With this sudden rush of activity, it is surprising that the New Scientist first wrote about additive manufacturing in the early seventies. Nonetheless, this is the year that Lego have confirmed that it is working on a strategy for the digital toy age whereby customers may be able to use the technology to make their own bricks and figures.
These developments don’t only impact on the UK’s manufacturing sector. The UK’s rapidly expanding business services sector is now as large as the manufacturing sector in terms of value added. Leading firms in this sector have been developing their capability to support customers on this rapidly changing scene. For example, Econolyst is a UK consultancy which is world leading in its capabilities based on twenty years’ experience of additive manufacturing.

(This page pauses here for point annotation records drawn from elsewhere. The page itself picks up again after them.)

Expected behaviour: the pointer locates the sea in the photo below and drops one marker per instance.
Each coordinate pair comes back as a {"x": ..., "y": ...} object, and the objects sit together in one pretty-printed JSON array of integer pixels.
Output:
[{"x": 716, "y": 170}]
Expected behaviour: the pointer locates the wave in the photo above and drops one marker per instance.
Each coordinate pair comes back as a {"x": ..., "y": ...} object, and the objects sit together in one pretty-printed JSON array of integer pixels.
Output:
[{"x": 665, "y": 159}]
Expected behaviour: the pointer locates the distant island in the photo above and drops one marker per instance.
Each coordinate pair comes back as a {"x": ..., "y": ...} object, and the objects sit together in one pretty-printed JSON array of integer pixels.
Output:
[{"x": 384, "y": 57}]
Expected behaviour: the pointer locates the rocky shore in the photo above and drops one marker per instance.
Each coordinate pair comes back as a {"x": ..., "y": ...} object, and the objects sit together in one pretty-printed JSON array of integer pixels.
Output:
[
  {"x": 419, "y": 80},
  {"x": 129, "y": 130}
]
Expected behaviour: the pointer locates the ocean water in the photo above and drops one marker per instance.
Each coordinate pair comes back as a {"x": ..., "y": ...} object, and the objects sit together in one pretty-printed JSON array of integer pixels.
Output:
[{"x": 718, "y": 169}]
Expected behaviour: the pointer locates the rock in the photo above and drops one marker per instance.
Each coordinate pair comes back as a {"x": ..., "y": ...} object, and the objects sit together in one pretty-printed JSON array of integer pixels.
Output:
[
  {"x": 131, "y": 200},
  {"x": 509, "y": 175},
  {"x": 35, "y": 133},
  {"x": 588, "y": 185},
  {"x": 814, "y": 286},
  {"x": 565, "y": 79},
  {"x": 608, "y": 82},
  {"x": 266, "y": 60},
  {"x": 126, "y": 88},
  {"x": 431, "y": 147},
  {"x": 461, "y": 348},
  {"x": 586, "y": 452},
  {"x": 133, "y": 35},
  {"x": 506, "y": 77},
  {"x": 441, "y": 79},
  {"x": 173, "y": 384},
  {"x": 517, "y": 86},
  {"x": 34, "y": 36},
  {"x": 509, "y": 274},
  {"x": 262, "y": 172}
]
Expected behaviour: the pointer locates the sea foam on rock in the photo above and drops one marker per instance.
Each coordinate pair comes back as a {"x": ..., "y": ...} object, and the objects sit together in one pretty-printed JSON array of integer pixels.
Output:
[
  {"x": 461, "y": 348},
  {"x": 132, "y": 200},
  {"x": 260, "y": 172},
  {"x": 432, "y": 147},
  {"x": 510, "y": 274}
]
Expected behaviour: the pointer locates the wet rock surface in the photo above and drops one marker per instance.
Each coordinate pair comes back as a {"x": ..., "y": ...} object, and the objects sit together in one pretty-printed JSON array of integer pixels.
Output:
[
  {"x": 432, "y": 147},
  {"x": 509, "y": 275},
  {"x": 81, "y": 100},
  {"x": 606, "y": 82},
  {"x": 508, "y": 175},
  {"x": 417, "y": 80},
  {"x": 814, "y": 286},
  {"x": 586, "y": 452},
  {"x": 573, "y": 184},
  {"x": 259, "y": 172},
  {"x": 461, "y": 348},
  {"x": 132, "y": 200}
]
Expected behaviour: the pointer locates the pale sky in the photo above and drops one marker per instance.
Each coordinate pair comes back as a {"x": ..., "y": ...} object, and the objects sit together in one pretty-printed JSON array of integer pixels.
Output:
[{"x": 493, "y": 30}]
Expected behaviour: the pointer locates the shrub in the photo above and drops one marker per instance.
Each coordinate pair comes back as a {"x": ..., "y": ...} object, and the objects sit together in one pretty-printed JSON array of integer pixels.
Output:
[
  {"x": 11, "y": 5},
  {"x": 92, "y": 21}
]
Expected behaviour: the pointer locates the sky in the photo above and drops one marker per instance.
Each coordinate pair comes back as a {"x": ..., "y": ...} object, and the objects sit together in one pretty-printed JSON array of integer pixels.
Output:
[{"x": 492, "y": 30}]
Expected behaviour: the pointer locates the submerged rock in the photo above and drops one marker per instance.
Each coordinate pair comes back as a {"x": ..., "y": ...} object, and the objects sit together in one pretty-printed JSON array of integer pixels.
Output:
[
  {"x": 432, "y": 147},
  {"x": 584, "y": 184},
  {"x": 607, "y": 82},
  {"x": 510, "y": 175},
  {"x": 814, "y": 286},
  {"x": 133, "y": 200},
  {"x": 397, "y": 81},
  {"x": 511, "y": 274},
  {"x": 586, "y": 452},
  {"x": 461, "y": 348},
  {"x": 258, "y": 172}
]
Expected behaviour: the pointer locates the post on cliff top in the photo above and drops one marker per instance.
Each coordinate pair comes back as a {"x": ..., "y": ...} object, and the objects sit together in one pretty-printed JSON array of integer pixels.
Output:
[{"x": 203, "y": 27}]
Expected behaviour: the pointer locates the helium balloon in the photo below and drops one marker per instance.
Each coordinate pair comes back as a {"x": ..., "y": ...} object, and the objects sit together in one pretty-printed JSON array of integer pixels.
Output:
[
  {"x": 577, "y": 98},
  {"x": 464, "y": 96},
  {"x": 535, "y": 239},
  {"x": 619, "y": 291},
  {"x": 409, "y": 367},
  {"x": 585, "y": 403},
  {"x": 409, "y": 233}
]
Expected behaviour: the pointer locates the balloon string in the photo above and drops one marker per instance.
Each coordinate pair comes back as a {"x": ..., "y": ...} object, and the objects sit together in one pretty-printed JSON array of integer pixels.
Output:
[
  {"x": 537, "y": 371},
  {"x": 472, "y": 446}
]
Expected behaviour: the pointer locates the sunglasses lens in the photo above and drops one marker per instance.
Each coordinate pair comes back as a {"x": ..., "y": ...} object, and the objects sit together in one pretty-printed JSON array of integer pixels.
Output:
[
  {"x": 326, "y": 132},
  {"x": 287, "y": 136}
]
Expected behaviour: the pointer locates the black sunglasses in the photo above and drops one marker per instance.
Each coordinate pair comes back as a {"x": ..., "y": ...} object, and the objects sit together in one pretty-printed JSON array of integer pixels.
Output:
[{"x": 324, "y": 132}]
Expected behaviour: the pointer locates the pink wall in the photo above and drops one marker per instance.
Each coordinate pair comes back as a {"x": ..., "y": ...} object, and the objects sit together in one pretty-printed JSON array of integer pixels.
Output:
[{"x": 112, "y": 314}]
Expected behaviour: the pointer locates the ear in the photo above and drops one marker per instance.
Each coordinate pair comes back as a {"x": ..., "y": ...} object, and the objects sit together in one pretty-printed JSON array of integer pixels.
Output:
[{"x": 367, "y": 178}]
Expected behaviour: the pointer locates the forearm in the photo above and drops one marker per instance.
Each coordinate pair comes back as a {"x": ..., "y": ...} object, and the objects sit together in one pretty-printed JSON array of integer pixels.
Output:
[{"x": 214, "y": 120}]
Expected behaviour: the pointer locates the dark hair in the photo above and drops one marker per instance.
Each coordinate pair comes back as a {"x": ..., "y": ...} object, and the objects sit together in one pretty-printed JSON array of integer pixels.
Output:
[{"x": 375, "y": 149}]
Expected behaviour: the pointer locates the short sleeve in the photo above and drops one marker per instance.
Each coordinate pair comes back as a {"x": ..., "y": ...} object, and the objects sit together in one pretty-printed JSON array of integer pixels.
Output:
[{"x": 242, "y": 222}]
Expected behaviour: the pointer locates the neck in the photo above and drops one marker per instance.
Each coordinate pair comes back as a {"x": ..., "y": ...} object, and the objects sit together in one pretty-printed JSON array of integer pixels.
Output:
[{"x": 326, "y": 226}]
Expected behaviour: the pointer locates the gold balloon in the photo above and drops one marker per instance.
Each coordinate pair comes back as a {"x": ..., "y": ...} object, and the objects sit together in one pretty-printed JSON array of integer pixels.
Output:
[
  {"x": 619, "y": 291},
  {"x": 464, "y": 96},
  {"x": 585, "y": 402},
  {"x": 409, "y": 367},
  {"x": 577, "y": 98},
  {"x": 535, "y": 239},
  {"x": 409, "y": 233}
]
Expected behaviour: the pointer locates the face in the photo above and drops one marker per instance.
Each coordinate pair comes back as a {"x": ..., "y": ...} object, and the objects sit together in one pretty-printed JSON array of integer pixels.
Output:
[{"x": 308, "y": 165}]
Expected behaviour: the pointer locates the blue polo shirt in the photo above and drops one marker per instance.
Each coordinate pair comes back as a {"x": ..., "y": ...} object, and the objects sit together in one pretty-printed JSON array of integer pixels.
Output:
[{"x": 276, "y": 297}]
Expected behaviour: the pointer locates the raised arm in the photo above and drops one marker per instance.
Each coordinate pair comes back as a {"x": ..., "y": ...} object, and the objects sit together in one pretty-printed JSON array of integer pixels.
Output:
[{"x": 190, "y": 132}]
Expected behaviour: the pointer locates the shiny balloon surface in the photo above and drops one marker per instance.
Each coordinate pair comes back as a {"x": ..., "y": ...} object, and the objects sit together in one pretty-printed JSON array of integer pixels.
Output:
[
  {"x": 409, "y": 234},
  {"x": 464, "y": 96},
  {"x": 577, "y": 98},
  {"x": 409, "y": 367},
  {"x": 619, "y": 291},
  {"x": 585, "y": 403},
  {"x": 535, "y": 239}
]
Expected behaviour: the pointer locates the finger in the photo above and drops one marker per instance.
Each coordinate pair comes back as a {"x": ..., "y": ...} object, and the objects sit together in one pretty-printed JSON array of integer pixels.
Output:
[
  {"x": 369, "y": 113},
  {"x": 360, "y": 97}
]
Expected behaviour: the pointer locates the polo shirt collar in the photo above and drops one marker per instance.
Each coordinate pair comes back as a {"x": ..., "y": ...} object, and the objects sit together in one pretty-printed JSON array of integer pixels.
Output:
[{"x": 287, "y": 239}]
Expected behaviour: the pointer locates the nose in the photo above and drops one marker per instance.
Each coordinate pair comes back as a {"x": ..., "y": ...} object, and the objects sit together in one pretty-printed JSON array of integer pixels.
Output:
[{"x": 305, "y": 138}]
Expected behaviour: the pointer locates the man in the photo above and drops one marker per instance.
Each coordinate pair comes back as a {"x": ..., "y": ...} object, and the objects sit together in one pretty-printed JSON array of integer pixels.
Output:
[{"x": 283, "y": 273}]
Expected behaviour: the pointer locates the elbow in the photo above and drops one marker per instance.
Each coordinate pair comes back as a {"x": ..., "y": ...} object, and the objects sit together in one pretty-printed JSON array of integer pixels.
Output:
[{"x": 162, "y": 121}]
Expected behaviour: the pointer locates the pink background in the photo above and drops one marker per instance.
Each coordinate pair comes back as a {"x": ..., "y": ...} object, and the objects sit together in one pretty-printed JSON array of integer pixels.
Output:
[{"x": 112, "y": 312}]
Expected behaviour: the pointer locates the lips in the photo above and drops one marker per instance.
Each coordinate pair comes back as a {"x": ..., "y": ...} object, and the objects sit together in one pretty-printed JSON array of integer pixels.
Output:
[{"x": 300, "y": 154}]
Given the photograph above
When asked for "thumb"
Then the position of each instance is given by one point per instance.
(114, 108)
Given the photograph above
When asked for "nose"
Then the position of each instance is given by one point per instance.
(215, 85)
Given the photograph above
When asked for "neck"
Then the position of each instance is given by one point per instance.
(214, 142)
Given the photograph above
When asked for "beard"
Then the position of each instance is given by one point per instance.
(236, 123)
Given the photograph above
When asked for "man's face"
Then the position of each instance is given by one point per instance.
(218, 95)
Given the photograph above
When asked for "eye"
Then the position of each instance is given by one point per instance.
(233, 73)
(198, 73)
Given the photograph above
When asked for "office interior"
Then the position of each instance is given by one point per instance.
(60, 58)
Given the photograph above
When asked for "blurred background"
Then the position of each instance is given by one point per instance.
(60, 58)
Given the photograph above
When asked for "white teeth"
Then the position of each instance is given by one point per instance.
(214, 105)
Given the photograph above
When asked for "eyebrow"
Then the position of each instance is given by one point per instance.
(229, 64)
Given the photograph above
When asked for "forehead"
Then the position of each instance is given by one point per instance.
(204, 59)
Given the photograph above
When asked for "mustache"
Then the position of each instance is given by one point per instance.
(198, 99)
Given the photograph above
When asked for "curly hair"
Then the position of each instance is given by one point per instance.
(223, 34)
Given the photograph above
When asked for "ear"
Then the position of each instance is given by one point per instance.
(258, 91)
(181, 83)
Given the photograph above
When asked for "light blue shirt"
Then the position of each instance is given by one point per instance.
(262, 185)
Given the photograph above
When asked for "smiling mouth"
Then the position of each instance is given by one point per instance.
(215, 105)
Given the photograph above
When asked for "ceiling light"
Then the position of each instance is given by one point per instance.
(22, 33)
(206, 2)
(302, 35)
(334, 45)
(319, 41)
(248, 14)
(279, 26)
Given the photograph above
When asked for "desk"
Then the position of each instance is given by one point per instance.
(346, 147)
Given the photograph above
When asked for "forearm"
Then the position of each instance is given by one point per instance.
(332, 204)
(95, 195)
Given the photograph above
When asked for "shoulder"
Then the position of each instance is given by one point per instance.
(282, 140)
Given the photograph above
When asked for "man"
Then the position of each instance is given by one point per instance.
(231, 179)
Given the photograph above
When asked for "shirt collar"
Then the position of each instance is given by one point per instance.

Another example is Bird and Bird, one of Europe’s largest firms specialising in the legal dimensions of information technology and headquartered in London. They have identified several strategic issues in this field and have been commended by the FT for their work on the IPR strategy for a crowdfunded 3D printing pen.
Bird and Bird judge that one of the most important impacts is likely to be on product liability legislation given the change in supply chains that this technology will bring. They report that the US is planning a total revamp of their legal framework in this area stimulated, no doubt, by global leaders such as 3D Systems based in the US. Such changes would have major implications for the insurance sector, which is a big overseas earner for the UK.
Bird and Bird suggest that the commercial use of 3D printing is most advanced in IT, electronics, aviation, automotive and healthcare but there are important implications for distribution and retail. All sectors are likely to feel the impact of the technology’s dramatic impact on time and cost compression in product development. The net result may well be a substantial increase in total innovation in advanced economies where prototyping work is already a big segment in the emerging 3D printing services market.
A number of different viewpoints have opened up on how the future will develop. One good source is the 40 page report, Impact of the Maker Movement, published by Deloittes, based on the Maker Impact Summit held at the end of 2013. This study concludes that new links are being forged between creativity and production, resources and markets which will bring big changes to many major institutions in advanced economies. A good counterbalance to this is the Manufacturing Futures Lab Lecture on Additive Manufacturing given by Professor Phil Dickens of Nottingham University at Imperial College London last year. Professor Dickens started work on additive manufacturing in 1990 and was a professor at Loughborough for 11 years.
The strength of the UK higher education sector in additive manufacturing research needs to be more widely recognised, especially the capabilities that have been developed through EPSRC (Engineering and Physical Sciences research Council) support for innovative manufacturing. The leading role of the aerospace supply chain in developing additive manufacturing has also helped the UK. While the US is probably ahead of Europe, within Europe it is still an open question whether the UK or Germany is in the lead. It is worth noting that 3D Systems has established its European headquarters in the UK.
A good example of industry/higher education collaboration in the UK aerospace sector is the 1.2m titanium wingspar that was 3D printed in just 37 hours at Cranfield University last year. The design file was created by BAE engineers in Lancashire and rendered in Cranfield using Wire and Arc Additive Manufacturing. The goal is to take this technology and make it operational so that it meets the demanding standards that apply to the aerospace supply chain.